Obi-Wan, much to my disappointment. is almost incidental in this film. He's a plot device to lead the audience to the titular clones. He's reserved enough that Anakin seems reckless; he's Jedi-esque enough that Anakin seems clumsy and half-trained; and the only line you really remember him saying when you leave the theater is the foreshadowing joke, "You'll be the death of me." But in all fairness, this movie is about Anakin and Padme, and Obi-Wan, is, in fact, incidental. Ewan McGregor channels the spirit of Sir Alec Guinness just as well as he did in Menace, and I, as usual, can find very little fault with him.

We had the good fortune to see a whole lot of Jedi this time around. Everybody wants to be a Jedi, deep down. If someone asked you what color your lightsaber would be, you wouldn't even have to think about it, would you? Jedi are cool, so cool that Shaft can have a purple lightsaber without being made fun of by the other Jedi. I don't know if it's true, but I've been told Samuel L. Jackson wanted a purple lightsaber so he could pick himself out in the big melee scenes. Now that's thinking ahead.

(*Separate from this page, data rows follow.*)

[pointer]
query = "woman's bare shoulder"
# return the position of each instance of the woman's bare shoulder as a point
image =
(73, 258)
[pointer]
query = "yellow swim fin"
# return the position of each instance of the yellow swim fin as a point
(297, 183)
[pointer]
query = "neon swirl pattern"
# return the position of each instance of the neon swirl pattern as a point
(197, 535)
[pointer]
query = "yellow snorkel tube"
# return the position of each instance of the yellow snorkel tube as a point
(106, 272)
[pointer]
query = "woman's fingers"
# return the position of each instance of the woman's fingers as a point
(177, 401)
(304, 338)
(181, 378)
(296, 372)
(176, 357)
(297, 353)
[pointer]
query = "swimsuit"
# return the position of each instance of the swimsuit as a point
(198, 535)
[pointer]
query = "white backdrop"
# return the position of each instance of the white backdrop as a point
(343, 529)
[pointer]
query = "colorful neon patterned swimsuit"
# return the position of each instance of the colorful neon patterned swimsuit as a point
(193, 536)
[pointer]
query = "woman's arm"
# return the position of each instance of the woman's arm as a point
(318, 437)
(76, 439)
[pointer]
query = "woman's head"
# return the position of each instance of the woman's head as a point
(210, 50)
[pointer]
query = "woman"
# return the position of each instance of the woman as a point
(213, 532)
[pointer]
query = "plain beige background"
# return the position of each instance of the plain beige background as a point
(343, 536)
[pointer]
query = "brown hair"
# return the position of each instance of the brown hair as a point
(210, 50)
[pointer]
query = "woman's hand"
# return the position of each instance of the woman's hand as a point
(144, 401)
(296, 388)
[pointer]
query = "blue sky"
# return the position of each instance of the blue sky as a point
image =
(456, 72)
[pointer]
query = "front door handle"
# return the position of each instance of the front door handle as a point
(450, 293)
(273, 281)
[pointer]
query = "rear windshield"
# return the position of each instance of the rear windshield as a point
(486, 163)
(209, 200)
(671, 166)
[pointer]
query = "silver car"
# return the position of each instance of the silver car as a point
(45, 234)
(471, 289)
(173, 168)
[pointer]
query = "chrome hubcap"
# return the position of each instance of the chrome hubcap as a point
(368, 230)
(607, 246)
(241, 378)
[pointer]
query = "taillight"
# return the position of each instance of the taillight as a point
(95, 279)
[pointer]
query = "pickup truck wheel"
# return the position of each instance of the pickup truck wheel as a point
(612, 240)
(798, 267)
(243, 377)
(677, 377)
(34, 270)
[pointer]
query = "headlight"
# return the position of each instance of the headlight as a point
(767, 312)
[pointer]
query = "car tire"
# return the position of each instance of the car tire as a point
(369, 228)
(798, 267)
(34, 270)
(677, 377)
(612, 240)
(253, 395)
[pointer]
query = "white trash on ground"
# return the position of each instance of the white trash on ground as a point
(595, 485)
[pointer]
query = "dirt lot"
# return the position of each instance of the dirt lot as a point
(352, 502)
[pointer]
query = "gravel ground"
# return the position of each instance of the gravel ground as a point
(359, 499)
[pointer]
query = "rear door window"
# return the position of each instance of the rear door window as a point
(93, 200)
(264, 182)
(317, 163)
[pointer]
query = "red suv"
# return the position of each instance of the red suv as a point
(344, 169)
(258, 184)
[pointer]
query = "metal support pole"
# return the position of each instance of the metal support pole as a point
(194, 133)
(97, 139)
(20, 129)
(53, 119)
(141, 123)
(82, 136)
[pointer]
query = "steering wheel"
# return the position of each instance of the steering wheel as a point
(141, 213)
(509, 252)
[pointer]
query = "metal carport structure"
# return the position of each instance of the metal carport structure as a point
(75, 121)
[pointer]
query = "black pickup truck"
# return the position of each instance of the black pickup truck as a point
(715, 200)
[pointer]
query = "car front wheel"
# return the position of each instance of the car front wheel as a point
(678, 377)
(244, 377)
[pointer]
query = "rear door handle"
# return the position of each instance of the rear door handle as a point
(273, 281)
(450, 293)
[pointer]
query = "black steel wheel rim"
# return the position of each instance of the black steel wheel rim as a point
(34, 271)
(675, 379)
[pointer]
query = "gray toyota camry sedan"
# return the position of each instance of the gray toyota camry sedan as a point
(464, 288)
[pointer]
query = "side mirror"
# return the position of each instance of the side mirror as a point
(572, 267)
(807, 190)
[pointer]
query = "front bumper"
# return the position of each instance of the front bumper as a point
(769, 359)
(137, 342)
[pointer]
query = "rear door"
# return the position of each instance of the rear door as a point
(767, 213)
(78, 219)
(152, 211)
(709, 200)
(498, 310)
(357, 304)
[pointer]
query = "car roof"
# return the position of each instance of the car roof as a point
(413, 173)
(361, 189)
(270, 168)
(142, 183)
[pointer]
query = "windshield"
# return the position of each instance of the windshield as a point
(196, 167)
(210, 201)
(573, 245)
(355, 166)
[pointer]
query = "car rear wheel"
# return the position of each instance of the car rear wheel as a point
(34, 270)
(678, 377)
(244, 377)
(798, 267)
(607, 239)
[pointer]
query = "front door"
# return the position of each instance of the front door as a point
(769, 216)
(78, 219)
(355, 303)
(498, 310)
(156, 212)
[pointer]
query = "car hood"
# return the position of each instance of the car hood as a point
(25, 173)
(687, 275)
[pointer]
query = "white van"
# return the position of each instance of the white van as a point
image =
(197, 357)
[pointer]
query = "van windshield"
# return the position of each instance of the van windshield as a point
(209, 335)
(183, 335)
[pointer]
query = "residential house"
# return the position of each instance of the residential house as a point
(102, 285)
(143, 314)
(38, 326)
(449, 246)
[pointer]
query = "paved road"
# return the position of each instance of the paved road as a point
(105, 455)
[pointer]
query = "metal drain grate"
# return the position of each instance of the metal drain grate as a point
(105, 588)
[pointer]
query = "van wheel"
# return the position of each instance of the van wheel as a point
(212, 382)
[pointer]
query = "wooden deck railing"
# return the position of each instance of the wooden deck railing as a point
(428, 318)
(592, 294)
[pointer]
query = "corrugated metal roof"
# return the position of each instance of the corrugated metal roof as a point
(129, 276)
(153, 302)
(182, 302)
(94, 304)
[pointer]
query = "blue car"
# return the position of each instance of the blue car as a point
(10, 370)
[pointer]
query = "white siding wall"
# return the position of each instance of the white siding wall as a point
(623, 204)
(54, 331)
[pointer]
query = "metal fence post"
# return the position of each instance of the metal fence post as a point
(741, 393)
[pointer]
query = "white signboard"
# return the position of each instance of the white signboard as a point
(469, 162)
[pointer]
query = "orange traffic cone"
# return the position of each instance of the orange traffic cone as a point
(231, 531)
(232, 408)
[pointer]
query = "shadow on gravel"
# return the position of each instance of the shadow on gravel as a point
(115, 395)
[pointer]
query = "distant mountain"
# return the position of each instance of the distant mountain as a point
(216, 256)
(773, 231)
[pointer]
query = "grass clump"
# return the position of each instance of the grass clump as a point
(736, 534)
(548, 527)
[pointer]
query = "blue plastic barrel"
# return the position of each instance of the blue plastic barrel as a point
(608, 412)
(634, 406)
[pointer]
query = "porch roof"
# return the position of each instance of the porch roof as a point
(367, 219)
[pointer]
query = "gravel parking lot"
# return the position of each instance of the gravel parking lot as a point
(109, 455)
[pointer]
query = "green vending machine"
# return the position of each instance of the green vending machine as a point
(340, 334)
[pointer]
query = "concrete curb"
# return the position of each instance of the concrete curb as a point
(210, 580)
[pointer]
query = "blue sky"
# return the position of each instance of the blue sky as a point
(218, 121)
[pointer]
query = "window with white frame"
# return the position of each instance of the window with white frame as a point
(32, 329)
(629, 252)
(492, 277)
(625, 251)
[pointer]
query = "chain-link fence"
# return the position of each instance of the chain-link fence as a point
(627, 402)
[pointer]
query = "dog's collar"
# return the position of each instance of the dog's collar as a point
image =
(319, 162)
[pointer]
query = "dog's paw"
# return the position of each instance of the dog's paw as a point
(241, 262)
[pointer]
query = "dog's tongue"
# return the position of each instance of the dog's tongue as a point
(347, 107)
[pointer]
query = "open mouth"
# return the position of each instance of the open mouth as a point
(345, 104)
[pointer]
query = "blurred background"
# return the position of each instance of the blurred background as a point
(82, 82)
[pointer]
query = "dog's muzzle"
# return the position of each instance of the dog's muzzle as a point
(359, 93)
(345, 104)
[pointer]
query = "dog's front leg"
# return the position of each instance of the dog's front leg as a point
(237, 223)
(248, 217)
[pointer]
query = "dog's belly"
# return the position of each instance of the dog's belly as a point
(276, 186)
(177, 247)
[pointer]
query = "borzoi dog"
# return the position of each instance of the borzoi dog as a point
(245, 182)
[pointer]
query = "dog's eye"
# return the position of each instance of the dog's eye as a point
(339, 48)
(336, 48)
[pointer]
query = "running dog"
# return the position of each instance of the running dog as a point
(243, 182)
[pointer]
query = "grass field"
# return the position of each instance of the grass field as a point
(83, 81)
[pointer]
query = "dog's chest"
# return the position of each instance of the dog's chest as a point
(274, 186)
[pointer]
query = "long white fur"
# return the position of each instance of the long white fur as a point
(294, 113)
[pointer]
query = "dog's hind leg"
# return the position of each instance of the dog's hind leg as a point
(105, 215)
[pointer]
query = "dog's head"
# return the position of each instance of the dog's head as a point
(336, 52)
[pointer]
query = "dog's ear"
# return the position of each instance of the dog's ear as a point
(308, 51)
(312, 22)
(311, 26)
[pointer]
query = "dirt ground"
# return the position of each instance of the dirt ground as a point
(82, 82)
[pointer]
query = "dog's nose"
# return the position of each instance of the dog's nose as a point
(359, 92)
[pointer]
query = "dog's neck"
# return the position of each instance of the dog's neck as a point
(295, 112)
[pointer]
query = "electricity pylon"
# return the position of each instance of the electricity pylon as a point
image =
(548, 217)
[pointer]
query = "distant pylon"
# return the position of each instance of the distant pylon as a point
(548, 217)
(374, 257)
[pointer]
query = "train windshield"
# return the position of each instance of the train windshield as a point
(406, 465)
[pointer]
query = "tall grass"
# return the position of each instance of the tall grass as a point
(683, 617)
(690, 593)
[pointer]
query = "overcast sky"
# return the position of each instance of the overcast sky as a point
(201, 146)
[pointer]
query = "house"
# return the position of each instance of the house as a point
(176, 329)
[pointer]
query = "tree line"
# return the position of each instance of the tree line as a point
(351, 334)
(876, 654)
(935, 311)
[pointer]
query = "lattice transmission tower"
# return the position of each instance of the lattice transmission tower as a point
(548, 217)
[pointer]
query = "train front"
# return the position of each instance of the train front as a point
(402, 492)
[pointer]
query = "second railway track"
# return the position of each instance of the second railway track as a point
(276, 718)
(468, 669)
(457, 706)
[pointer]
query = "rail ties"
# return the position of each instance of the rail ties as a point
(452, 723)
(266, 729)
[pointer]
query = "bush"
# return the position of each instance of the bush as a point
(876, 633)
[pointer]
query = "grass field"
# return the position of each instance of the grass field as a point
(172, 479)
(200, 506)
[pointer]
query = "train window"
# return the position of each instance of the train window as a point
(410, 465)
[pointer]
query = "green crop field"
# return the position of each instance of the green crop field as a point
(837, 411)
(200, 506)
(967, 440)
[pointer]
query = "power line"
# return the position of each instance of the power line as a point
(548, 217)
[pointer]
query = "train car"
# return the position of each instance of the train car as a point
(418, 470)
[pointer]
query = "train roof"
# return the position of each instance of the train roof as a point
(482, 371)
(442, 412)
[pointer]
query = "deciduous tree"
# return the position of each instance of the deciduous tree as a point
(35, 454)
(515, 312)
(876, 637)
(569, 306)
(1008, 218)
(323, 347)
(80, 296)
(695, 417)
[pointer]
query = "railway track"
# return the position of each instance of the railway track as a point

The villains are villainous, as all good villains should be. Ian McDiarmid as Chancellor Cos Palpatine (Did you know he had a first name? This is what the IMDB is for!) works a crowd better than anyone I've seen, and the inclusion of old-time favorite bad guy Christopher Lee as Count Dooku is pure genius. Jango Fett (Temuera Morrison) is cool enough that the only real detraction from his character was how blatantly his son Boba was shoved in our collective moviegoing face.

The beauty of The Phantom Menace was that what seemed to be a completely unimportant trade dispute became, on later reflection, a big, giant deal that paved the way for Palpatine to become Emperor. The similar revelation of Attack of the Clones that hits you on the way home is that the "good guys" in this movie are going to be the "bad guys" later. That wonderful, timely, incredibly fortuitous clone army's uniforms need only a little whitewash and some helmet work to be Stormtrooper outfits. Right after you notice that, you begin to realize that the same man is in charge of both sides of this conflict, and it makes you hunger for the next installment, if only to see how Palpatine pulls that off.

In total, I give Attack of the Clones three and a half asterisks. It doesn't have the wonder of A New Hope, the darkness of The Empire Strikes Back, or Ewoks. Well, I'm thankful for the lack of Ewoks, at least.

But a far better review, I think, was given to me via a late night phone call from my mother:

"We just saw Star Wars."
"So, what did you think?"
"It was okay. I didn't see anything that made me care one way or the other. I did have a question though."
"Okay, what?"
"Why was Jimmy Smits there? Was he supposed to be important?"
"Yes, Mom. I don't think it was actually stated, but he plays Bail Organa, who is the Viceroy of Alderaan, and eventually will become the adoptive father of Princess Leia."
Long silence. "Honey, I love you, but you're a geek, you know that?"
"Yes, Mom, I know. I'm going to bed now, is there anything else you want to add?"
"Oh, yeah. Yoda kicks ass."
"Yes, Mom, I know."

That might be the best reason to go see the movie, all said. Yoda kicks ass. It's worth every cent you paid, and every minute you waited on line at both the ticket booth and the concession stand, just to watch a tiny green can of two-fisted, monkey-style whoop-ass get cracked open on the head of some poor, unsuspecting Sith Lord. And it answers the question of why nobody just kicked that stick right out from under him.